Il dataset generato da AlphaEarth è tra i più grandi mai prodotti nel suo genere: oltre 1,4 trilioni di embedding geospaziali all’anno. Il sistema non si limita a fornire immagini: trasforma dati grezzi in intelligence operativa, abilitando anche la modellazione predittiva dei cambiamenti ambientali.

Oltre le nuvole: quando l’AI vede quello che i satelliti non possono

AlphaEarth eccelle in scenari complessi e casi limite, come per esempio la produzione di mappe accurate in zone costantemente nuvolose. In Ecuador, per esempio, il modello riesce a vedere attraverso la copertura nuvolosa persistente per dettagliare appezzamenti agricoli in varie fasi di sviluppo. In Antartide, area notoriamente difficile da immaginare a causa dell’imaging satellitare irregolare, riesce a mappare una superficie complessa con dettagli chiari. E in Canada ha reso visibili variazioni nell’uso del suolo agricolo invisibili all’occhio nudo. La chiave sta nell’architettura “Space Time Precision” (STP), che elabora simultaneamente dati spaziali, temporali e di risoluzione. Per la prima volta, un sistema di osservazione terrestre supporta il “tempo continuo”: può creare mappe accurate per qualsiasi periodo specifico, anche interpolando tra osservazioni o estrapolando in periodi senza copertura satellitare diretta.

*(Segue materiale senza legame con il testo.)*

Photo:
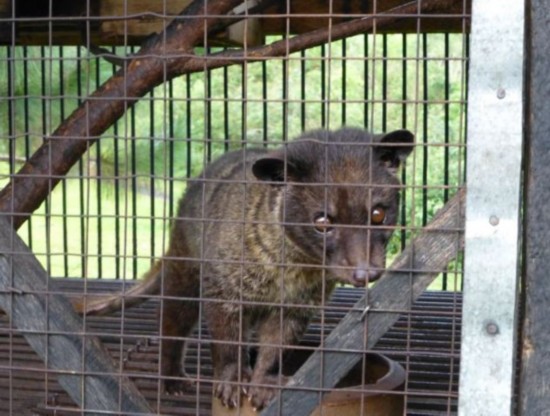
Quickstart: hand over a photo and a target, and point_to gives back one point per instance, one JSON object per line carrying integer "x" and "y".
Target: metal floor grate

Rispetto alle mappe satellitari tradizionali, il vantaggio principale è che il modello di DeepMind elimina buona parte del “rumore” legato alla variabilità quotidiana. Non lavora su immagini istantanee ma su dati medi annuali, consentendo una visione più stabile e rappresentativa. A differenza di molti modelli di machine learning, il sistema non cerca di ricostruire pixel per pixel l’aspetto visivo del territorio, ma la sua natura statistica, funzionale e ambientale.

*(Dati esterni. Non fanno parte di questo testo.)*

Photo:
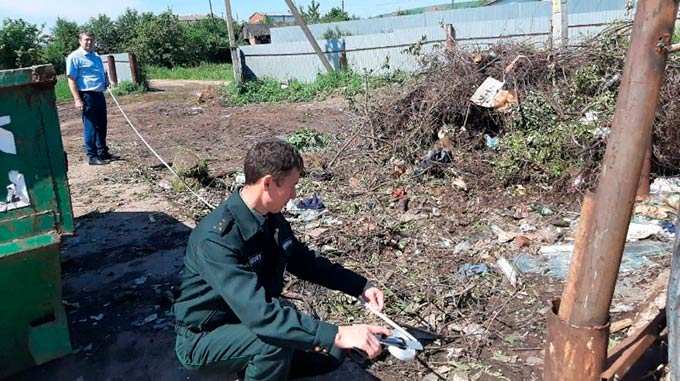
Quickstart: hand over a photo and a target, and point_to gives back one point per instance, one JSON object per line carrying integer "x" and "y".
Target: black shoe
{"x": 96, "y": 161}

I partner e l’utilizzo sul campo

Negli ultimi 12 mesi, oltre 50 organizzazioni hanno già testato il dataset su applicazioni reali, inclusi la FAO, la Stanford University e il progetto brasiliano MapBiomas, la piattaforma per monitorare la deforestazione in Brasile, lanciata in collaborazione con Google. I casi d’uso sono molti: dalla lotta alla deforestazione al monitoraggio dell’erosione costiera, dalla pianificazione agricola alla scelta dei siti ideali per impianti fotovoltaici. In ambito accademico, alcuni ricercatori lo stanno utilizzando per classificare ecosistemi complessi, analizzare il consumo di suolo o studiare gli effetti del cambiamento climatico su scala locale.

Futuro prossimo: quando l’AI ragiona sullo spazio

Google sta esplorando l’integrazione di AlphaEarth con agenti LLM di ragionamento generale come Gemini, aprendo scenari ancora più ambiziosi: un sistema che non si limita a vedere i cambiamenti, ma li comprende, li anticipa e suggerisce azioni per mitigare i problemi.